You 5 that signed this you are should not even be teaching. Your discrimination to my son will not stay like this. I will go wherever I have to and do whatever I have to so you can eat your words.
You wanna know what discrimination would’ve looked like? Them singling your kid out as the only one who didn’t get a gag gift award because he’s too stupid to understand the nuance. Instead they included him because they’re not terrible, joyless twats like you.
I want to tell Normandin Middle School teachers which are the ones who signed this that you should be embarrassed of yourself.
The only one embarrassed here is you, not only for your inability to understand what this piece of paper actually meant, but for your complete and utter desecration of the English language.
I prayed to the Gods of sanity when I saw the number of comments that most people would point this out to her. But silly me, I completely forgot how dumb and humorless the Internet has become.
Another buzzqueef chimed in about how offended she was about the award her poon polyp got.
“Most likely NOT to be able to find a paper in his over stuffed binder.”
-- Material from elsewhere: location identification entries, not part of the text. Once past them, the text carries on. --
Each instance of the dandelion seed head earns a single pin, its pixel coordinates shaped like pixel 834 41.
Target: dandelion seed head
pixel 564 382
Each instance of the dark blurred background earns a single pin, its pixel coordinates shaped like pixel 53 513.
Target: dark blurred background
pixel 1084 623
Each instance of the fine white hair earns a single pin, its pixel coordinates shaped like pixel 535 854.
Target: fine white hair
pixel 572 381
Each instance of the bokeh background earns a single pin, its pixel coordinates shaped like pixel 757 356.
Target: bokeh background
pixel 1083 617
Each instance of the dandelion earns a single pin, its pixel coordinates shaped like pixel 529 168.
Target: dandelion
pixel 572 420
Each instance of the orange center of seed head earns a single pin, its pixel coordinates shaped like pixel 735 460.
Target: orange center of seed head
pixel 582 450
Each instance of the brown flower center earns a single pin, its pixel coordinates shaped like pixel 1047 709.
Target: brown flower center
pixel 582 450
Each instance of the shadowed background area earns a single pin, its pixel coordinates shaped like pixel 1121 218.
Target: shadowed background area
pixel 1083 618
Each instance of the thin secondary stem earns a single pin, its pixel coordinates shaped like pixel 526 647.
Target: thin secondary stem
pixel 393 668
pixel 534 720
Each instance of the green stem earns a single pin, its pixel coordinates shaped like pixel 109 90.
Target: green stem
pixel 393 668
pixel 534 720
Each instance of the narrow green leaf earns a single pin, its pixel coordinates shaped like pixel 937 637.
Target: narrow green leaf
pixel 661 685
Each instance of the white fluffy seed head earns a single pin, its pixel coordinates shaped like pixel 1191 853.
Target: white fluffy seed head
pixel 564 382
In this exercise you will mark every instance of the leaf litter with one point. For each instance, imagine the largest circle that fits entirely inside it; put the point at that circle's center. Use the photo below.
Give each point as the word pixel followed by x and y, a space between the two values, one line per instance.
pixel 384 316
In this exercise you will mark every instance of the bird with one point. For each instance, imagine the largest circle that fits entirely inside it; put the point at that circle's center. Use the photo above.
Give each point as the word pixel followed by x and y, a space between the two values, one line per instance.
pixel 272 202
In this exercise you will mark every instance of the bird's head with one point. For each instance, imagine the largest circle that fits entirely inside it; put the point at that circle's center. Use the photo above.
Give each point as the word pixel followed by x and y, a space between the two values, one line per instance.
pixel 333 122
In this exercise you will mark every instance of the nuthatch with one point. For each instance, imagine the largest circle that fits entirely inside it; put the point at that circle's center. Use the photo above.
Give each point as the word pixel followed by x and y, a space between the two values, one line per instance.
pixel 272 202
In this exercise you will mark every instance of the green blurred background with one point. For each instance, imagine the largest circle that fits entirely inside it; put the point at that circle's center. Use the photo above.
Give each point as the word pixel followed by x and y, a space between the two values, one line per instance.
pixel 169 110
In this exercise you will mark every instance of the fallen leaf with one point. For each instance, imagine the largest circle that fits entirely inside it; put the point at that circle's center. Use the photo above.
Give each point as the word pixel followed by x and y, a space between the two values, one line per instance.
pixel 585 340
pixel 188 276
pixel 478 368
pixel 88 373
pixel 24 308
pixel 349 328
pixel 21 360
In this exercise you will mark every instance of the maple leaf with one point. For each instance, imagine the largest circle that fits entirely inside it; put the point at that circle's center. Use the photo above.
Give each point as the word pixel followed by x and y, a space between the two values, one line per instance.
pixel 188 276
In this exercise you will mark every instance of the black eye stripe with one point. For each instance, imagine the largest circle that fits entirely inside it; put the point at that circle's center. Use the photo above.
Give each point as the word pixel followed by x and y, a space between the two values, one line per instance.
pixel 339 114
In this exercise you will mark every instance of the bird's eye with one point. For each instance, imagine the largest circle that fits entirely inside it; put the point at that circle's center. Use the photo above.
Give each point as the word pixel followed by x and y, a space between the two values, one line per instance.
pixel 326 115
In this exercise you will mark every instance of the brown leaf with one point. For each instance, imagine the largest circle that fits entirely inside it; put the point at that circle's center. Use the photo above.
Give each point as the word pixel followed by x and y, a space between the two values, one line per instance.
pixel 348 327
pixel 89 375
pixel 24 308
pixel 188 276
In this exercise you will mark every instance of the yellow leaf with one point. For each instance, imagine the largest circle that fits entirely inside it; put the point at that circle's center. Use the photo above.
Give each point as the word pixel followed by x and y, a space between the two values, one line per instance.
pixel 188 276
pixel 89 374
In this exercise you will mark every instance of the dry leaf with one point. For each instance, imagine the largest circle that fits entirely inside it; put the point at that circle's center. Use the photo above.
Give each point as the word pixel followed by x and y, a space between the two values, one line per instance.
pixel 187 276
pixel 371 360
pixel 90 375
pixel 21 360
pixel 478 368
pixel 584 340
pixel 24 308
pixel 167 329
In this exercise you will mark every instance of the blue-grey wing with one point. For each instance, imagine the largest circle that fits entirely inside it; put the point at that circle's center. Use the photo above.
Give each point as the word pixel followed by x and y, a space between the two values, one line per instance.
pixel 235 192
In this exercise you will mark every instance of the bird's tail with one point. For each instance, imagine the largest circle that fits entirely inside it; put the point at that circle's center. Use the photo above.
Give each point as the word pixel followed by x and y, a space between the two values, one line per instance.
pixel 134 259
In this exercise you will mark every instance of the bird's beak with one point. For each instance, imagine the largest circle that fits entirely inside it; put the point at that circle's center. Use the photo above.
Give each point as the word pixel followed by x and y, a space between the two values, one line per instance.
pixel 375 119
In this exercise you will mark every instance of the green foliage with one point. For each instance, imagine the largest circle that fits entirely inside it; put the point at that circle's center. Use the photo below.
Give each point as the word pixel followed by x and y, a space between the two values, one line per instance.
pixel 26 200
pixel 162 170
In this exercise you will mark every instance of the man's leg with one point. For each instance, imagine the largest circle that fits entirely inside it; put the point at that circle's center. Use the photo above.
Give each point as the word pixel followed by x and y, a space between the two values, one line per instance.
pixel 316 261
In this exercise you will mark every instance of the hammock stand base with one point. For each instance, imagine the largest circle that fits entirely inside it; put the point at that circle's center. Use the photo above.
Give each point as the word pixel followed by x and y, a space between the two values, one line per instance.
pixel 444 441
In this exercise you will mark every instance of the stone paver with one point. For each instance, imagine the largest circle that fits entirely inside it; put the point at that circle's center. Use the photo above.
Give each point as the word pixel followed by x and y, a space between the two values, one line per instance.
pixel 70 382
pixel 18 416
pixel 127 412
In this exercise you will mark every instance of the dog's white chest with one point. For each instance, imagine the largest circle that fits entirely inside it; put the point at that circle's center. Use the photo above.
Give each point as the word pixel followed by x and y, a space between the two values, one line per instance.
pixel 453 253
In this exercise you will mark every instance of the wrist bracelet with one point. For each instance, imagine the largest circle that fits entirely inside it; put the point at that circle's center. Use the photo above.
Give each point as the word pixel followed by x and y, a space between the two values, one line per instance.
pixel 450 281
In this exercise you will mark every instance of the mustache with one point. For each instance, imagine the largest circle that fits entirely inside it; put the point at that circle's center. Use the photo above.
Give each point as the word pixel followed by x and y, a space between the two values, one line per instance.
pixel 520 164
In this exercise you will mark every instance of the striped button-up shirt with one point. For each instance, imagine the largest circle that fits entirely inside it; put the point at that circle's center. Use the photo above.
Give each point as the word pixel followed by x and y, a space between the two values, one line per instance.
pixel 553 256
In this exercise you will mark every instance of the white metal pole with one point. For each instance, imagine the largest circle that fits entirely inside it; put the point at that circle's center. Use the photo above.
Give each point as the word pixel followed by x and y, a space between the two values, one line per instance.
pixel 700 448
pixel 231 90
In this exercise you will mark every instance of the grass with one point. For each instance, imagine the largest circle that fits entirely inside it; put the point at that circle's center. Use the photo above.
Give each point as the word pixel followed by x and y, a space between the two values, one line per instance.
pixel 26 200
Get it? Because Nick has lots of papers in his binder. His teachers who see him every day notice that, just like they probably have for thousands of other disorganized middle school boys. God forbid someone make light of this at the end of the school year.
Internet, I’m really disappointed with you. I thought you were better than that, and that we could hopefully sit this one out. But instead you ruined everything and you made me write this blog at midnight on a Friday. Be better Internet.